HPVDetector-an open source tool for biologists

Human papilloma virus (HPV) accounts for the most common cause of all virus-associated human cancers. However, despite large-scale genome wide DNA sequencing efforts of the cancer genome there is no dedicated informatics tool to rapidly detect the presence of HPV in these genomes, in an exclusive manner.
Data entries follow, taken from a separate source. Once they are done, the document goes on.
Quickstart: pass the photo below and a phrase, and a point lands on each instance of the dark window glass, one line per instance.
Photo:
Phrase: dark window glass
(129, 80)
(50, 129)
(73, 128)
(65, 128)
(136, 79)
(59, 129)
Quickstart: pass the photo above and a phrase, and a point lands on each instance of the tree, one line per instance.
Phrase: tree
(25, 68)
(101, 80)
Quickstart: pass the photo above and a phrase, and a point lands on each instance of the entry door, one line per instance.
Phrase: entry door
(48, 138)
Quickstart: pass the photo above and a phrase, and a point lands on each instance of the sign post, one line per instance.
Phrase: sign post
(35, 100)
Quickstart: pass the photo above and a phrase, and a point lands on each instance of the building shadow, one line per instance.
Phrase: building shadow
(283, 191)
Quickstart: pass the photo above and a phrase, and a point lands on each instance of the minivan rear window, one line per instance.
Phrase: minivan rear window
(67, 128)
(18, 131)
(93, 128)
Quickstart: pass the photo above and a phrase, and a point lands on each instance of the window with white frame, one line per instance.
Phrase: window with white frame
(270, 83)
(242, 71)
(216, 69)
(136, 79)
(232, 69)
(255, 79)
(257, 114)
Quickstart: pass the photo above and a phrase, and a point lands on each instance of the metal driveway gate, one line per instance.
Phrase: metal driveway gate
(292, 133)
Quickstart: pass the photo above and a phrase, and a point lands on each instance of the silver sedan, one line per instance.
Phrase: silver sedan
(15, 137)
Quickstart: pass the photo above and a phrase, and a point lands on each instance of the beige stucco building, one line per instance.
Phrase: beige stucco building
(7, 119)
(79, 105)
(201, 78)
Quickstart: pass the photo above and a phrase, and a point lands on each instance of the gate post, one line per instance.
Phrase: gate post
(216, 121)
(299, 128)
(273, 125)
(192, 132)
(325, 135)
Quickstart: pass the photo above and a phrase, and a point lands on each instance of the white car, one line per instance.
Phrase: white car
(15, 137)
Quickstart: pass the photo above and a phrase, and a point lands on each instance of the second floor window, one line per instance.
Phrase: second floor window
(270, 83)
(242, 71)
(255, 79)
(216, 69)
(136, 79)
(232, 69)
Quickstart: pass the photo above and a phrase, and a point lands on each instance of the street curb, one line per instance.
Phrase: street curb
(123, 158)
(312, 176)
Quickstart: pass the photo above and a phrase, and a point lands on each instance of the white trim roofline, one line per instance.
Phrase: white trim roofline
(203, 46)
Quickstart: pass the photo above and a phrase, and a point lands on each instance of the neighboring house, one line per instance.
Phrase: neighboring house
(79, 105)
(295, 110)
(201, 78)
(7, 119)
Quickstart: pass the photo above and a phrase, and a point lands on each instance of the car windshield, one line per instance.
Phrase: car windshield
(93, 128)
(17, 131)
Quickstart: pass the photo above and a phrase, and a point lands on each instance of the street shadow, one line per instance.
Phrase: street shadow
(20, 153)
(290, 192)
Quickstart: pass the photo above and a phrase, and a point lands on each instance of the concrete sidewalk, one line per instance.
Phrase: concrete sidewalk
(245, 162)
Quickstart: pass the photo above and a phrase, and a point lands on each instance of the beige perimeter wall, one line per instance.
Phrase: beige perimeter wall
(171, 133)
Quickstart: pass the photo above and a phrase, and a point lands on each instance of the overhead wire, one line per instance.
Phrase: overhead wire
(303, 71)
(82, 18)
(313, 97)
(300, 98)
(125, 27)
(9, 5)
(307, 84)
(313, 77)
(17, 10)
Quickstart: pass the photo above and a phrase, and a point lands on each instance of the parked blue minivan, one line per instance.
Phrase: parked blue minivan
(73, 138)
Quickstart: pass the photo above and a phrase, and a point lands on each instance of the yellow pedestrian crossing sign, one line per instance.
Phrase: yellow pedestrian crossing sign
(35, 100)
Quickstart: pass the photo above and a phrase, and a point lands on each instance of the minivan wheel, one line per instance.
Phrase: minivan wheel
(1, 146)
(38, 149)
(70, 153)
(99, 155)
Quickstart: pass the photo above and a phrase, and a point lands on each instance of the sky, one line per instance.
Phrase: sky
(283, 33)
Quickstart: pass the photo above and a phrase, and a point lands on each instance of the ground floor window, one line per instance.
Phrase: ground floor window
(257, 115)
There are indeed a variety of gene integration finding tools available that can detect different pathogen insertions in the human genome such as ViralFusionSeq, VirusSeq, VirusFinder, Path-Seq, RINS, and ReadSCAN. These sophisticated tools though have their specific third party needs, necessitate intense computational infrastructure, cannot be run without specialized and advanced computational expertise of the researcher, and more impotantly are not specific for HPV detection, per se—for e.g., lacks information to annotate the region of HPV genome to predict the integrated viral gene, of which some are know to function as oncogenes.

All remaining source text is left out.